NGINX Gateway Fabric moves forward

Another big area that F5 is advancing is with NGINX, especially for cloud native Kubernetes deployments.

For the last five years, the Ingress-NGINX controller had been one of the most popular traffic technologies in Kubernetes, but it recently reached its end of life. That technology was built by the community. F5 now has a replacement that it’s backing, using the newer Kubernetes Gateway controller approach.

Wormke noted that the legacy ingress controller was rigid and difficult to extend, limiting how much of NGINX Plus’s enterprise capabilities customers could surface in front of their Kubernetes clusters. The Gateway API removes that constraint. Wormke said F5 has been investing in the Gateway API since it first appeared and has seen a significant uptick in open-source adoption since the ingress controller end-of-life.

“It really helps customers maintain the trusted technology they’ve been building these clusters on for years, but make sure they have a safe place to land,” he said.

F5 has added automation tooling to help customers migrate existing configurations to the new API. An open-source version is available alongside a commercial version bundled with NGINX Plus as part of the NGINX One package.

NGINX is now also getting a series of enhancements to help it better handle AI traffic.
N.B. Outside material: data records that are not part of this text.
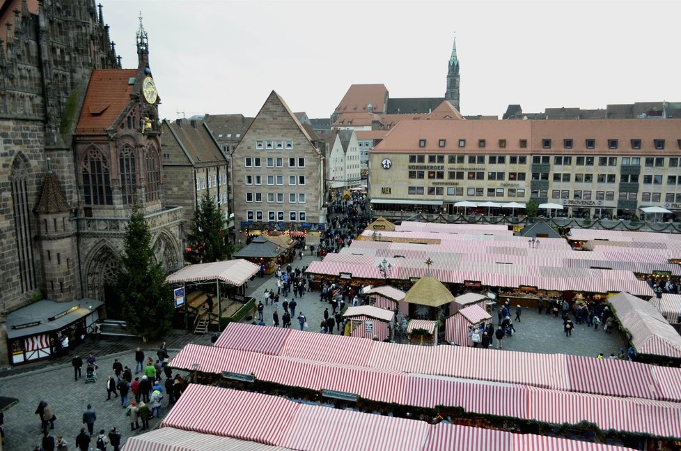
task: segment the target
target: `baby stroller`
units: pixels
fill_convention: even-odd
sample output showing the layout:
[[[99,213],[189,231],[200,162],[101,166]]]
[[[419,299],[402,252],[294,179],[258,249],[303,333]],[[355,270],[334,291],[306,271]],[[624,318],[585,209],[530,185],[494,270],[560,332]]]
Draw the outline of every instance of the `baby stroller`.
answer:
[[[85,370],[85,383],[97,382],[97,365],[88,363]]]

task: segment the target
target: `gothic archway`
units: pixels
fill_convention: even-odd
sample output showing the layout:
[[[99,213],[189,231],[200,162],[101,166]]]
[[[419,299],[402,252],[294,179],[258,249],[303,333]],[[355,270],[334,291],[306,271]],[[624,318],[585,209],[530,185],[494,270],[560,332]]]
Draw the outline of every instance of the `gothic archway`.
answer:
[[[101,245],[93,251],[88,265],[86,296],[104,303],[107,316],[120,318],[120,300],[116,296],[116,285],[120,261],[110,247]]]
[[[161,233],[152,247],[154,259],[161,263],[162,270],[165,275],[174,273],[180,268],[180,253],[172,238]]]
NGINX now parses MCP metadata directly in the traffic path to surface per-agent request patterns, latency, throughput, and error signals. This gives DevOps, site reliability engineering, and platform teams visibility into both sanctioned and shadow AI agent activity without requiring a separate AI gateway.

Wormke said the underlying motivation across all of the announcements is all about enabling production deployments of AI at scale.

“You can have all kinds of experiments. But you can’t scale it, and you can’t secure it; it’s not going to happen,” he said. “It’s been great to see the engineering teams respond to the challenge.”